Avant d'aller plus en avant dans ce billet, permettez-moi d'ouvrir une brève parenthèse. 

Pour m'intéresser à l'Histoire, celle de notre pays, mais pas que, j'ai toujours été frappé par le fait qu'au sein d'une même religion, il pouvait y avoir des différences, parfois importantes, parfois mineures, et qu'à partir de ces différences, des persécutions étaient organisées, mises en oeuvre, des persécutions et souvent des guerres civiles, meurtrières, sauvages, implacables.
Nous en savons quelque  choses avec les guerres de religions qui ont frappé la France pendant toute la seconde moitié du XVI ème siècle.

 



Mais quand on creuse quelque peu, il apparaît très vite que, outre l'intolérance propre à chaque religion, il apparaît donc que ce sont des luttes d'influences et donc de pouvoirs qui se cachent hypocritement derrière les religions.
C'était le cas en France, mais aussi partout dans le monde où de telles guerres se sont déroulées. Et se déroulent encore.


Et si j'écris pouvoirs au pluriel, c'est parce qu'il s'agit de pouvoir politique, mais aussi économique, financier, social et même sociétal.

Et donc, les enseignements des religions dites du Livre où, pour faire court, la tolérance, la charité, le pardon sont des vertus cardinales, ces enseignements s'effacent, disparaissent au profit de luttes de pouvoirs et de ce qui en découle. 

Au point de se demander si les religions ne portent pas en elles les germes de la guerre.

Mais cela demande d'autres développements, ce n'est pas le sujet de mon billet d'aujourd'hui et je reviens donc aux Pilgrims.

En 1606, le roi d'Angleterre, Jacques 1er* et le chef de l'église Tobias Matthew déclenchent une répression féroce contre les dissidents.

Donc, le 16 septembre 1620, John Carter* décide de rejoindre la colonie de Virginie avec les dissidents à bord du Mayflower, un petit navire de 28 mètres et de 180 tonneaux de jauge, appelé "flûte*".


 
 



Pour être monté à bord de la reconstitution de ce navire, je peux témoigner que la centaine de passagers devaient se sentir à l'étroit, vivant dans des conditions plus que précaires, dans l'humidité, le froid, la peur: imaginons un instant ce frêle esquif affrontant les terribles tempêtes de l'Atlantique nord.
Le voyage avait été financé par des marchands londoniens qui, bien sûr, en attendaient des retours sur investissements. Aussi, en plus d'être tous adhérents des principes puritains*, les passagers avaient tous des compétences professionnelles affirmées, agriculteurs ou artisans. 
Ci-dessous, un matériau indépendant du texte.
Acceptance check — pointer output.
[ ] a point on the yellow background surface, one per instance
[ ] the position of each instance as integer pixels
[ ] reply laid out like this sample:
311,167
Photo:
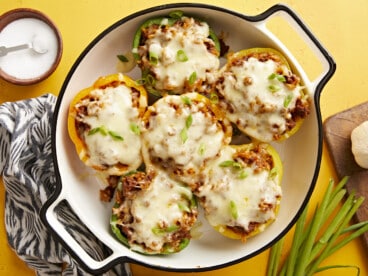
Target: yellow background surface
340,25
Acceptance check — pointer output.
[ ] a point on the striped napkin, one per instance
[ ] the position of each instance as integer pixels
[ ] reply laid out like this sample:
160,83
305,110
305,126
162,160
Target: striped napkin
27,169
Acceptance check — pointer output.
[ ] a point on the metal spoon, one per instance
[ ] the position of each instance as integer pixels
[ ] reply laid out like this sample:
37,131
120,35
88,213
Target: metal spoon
5,50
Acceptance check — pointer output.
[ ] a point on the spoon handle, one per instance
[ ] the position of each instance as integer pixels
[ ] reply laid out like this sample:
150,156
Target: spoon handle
5,50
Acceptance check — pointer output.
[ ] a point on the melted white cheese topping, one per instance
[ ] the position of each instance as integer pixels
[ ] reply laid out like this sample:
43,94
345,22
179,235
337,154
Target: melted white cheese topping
259,106
172,73
114,112
170,138
162,205
228,191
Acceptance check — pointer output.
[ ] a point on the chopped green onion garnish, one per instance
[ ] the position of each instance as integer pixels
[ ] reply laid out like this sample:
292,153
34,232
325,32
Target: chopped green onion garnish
114,135
153,57
135,128
273,173
184,131
243,174
230,163
184,135
233,210
184,207
102,130
279,77
160,231
192,78
287,100
202,149
274,88
122,58
189,121
186,100
181,56
176,14
214,98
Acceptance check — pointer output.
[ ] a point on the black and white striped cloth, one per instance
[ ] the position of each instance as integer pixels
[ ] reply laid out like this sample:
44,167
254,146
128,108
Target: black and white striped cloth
28,175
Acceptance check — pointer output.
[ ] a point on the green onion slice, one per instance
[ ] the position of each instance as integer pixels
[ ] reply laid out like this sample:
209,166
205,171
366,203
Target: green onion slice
233,210
181,56
192,78
231,163
186,100
135,128
184,135
123,58
278,77
288,100
161,231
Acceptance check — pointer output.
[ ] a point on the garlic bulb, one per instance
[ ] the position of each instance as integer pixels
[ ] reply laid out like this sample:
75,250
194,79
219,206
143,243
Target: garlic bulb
359,144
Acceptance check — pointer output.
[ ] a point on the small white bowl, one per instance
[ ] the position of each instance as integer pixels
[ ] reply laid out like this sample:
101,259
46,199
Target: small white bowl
14,66
78,186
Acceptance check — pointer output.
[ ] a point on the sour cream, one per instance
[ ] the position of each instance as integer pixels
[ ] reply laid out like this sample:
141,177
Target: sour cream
27,64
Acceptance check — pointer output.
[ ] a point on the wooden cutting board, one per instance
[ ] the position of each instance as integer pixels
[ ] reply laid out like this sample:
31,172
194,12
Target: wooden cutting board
337,130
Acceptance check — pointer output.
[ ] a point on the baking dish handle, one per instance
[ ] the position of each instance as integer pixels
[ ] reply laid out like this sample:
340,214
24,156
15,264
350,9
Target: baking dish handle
328,63
75,249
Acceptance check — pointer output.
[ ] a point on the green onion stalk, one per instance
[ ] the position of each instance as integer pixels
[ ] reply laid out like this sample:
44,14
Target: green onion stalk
311,245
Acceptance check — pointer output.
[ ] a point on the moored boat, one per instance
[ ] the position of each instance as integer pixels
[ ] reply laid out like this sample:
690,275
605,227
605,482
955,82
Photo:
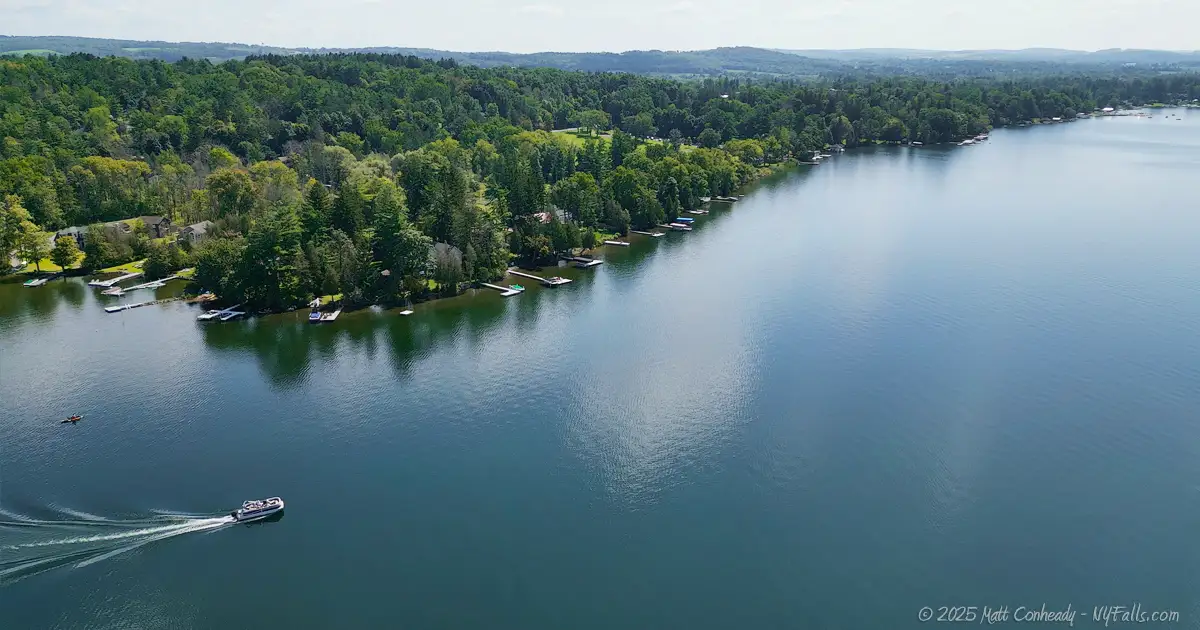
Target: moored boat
255,510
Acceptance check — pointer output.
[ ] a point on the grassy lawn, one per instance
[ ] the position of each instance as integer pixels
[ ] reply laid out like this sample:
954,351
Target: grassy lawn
575,137
127,268
47,265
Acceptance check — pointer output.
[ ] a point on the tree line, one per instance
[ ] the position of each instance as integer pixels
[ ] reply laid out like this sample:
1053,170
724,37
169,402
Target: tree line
385,177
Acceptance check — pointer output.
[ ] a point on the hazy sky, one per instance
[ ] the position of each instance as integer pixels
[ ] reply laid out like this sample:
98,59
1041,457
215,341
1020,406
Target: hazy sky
532,25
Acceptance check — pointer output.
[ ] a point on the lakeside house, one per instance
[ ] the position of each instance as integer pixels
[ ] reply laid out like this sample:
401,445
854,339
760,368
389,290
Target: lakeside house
196,232
156,226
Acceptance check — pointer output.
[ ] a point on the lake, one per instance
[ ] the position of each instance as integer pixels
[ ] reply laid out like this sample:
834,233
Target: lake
904,378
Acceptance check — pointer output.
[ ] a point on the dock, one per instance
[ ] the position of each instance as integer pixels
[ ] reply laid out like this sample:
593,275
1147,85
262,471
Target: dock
223,315
585,263
550,282
120,307
153,285
108,283
507,292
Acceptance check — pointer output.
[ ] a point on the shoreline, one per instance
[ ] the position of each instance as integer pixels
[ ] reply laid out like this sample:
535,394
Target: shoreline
760,173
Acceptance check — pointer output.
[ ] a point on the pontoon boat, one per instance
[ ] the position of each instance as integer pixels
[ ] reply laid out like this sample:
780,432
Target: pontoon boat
255,510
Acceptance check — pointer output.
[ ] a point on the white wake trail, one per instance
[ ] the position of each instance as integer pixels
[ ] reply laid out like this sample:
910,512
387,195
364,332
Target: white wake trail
42,553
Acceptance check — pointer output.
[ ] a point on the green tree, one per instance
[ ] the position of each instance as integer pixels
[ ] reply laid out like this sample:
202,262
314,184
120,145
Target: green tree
709,138
315,211
640,126
594,120
577,196
229,192
216,267
65,252
12,217
33,244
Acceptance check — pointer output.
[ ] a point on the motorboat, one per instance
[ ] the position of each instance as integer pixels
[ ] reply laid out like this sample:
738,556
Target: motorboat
256,510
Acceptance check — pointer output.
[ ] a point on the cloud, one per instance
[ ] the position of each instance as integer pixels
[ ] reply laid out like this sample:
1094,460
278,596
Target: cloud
683,6
543,10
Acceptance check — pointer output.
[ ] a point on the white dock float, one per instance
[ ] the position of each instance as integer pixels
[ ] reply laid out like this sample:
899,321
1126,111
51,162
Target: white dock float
220,315
155,283
507,292
550,282
585,263
123,307
120,307
107,283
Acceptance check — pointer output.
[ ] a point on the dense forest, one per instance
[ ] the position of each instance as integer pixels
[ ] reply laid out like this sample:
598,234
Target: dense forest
384,178
742,60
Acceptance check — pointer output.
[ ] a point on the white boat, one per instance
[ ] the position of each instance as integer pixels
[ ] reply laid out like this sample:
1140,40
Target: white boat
256,510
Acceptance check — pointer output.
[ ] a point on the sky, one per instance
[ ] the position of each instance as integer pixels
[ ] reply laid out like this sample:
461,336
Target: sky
616,25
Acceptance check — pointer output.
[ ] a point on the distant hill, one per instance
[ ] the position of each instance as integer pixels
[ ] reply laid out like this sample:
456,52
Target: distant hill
1056,55
135,49
737,60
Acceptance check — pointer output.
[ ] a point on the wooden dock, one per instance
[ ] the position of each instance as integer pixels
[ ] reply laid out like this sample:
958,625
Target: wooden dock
550,282
120,307
153,285
505,292
108,283
225,315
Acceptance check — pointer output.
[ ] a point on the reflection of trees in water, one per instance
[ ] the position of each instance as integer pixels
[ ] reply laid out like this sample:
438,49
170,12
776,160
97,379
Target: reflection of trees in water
286,345
280,347
471,317
30,305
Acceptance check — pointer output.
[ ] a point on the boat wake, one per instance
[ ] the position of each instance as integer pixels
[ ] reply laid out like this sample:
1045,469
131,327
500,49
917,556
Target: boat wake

Suite à une forte tempête au large de Terre Neuve, les pèlerins arrivent le 11 novembre 1620, à Cap Code, Massachusetts, bien plus au nord que prévu, à savoir la Virginie.

Le voyage aura donc duré un peu moins de deux mois, dans des conditions particulièrement difficiles.
Pour marquer à tout jamais cette date et le lieu de leur débarquement, les pèlerins graveront l'année sur un rocher encore visible aujourd'hui, sans que, toutefois, l'origine du rocher exposé soit avérée.


 Aussitôt arrivés, les pèlerins, sous la direction de John Carver, s'organisent et fondent la ville de "New Plymouth", le 21 décembre 1620, après avoir mis en place des principes généraux de gouvernance, connus sous le nom de "Mayflower Compact", qui jettent les bases d'une démocratie locale, qui inspireront plus tard les fondements de la future Constitution des États Unis. 
 
Élaboration et signature du Mayflower Compact (tableau d’Edward Percy Moran, exposé aujourd'hui au Pilgrim Hall Museum)

 
Mais, ce document est aussi un contrat pragmatique visant à assurer un cadre légal minimal dans la future colonie.
Les signataires s’engagent ainsi à se « constituer en un corps politique civil » et à obéir aux lois qui seront promulguées dans la colonie.
Ce pacte sera bien évidemment imprégné très fortement des principes religieux qui ont été à l'origine de la fuite des pèlerins de l'Angleterre.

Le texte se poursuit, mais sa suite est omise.